The metal roof took some of my fall, and I rolled on my side as I came down, so all in all it wouldn’t have been bad if Sean hadn’t landed right on top of me. His boot landed in my ribs and he thumped into my head, about as close to a controlled landing as Britney Spears is to being a virgin. As a parting shot, he dug his elbow into my ribs as he rolled to his feet.
Two hundred and something pounds worth of elbow.
“What are you homos doing?” Trace asked from the ground.
“Dancing,” I told her. “So where are the guards?”
“Just the one back near the entrance. Looks like they’re saving their energy for tomorrow.”
“Dogs?”
“Already asleep,” said Trace. She pointed down the aisle of parked trailers toward one of the mutts, who lay on his belly. Dobermans are cute when they’re sleeping, especially if their nap has been induced by Demerol-laced hamburger.
The chutes we had cut away had sailed somewhere into the night, hopefully never to be seen again.
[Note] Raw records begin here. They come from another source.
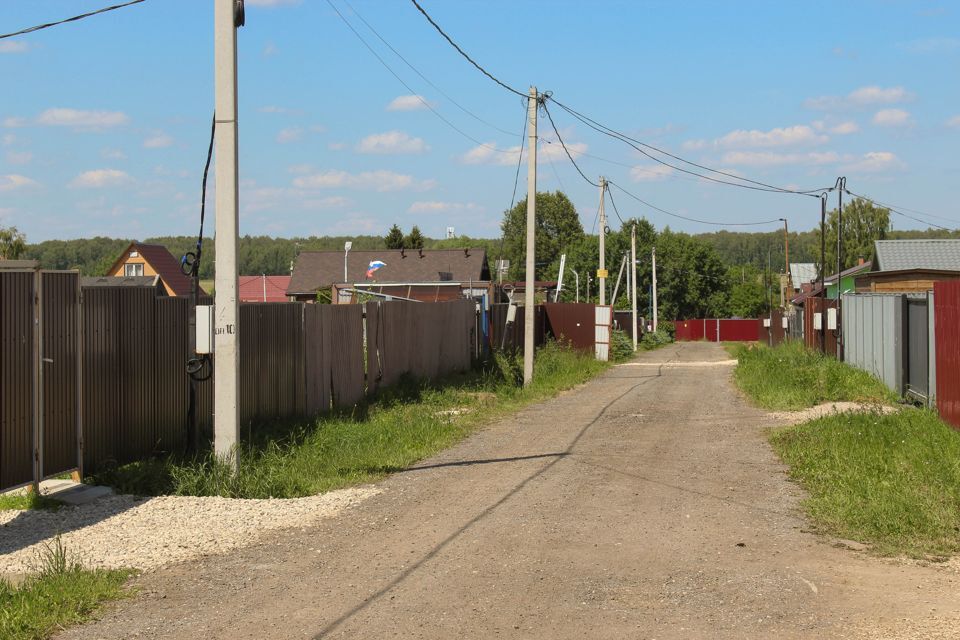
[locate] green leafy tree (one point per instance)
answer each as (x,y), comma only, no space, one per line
(415,239)
(558,230)
(394,239)
(12,243)
(863,223)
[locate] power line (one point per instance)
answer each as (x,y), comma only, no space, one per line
(464,53)
(567,151)
(682,217)
(409,88)
(423,77)
(900,213)
(73,19)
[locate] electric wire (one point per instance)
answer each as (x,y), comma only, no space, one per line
(409,88)
(464,53)
(567,151)
(73,19)
(898,212)
(682,217)
(425,78)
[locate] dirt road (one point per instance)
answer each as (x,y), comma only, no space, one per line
(646,504)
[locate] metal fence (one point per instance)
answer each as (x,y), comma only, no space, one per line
(109,384)
(889,335)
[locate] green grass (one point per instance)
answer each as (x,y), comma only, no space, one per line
(790,376)
(31,500)
(62,593)
(892,481)
(402,425)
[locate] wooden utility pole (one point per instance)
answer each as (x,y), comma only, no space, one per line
(633,282)
(653,259)
(226,419)
(602,271)
(528,312)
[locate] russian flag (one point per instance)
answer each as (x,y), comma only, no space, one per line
(373,266)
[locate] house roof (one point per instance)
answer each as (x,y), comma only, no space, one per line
(319,269)
(163,263)
(802,272)
(902,255)
(264,288)
(123,281)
We couldn’t worry about them now, so Sean and I climbed down and got to work, setting our tags inside the trailer and then slapping pyrotechnic bags at the top.
In case you’re wondering, the video cameras I’d spotted earlier were probably still working, and undoubtedly doing precisely what they were designed to do—keep an eye on the perimeter of the depot. There were none trained on the interior. Whoever had designed the security system didn’t think there’d be many people dropping in during the middle of the night, which also accounted for the poor lighting in the vast center of the facility where we were.
Scary? Nah. You want to be scared? Go down to your kitchen and open up the food cabinets or pantry or wherever it is that you keep your eats. Jack open the refrigerator. (Grab a beer on me while you’re at it.) How much of that stuff you figure travels in a tractor trailer at some point?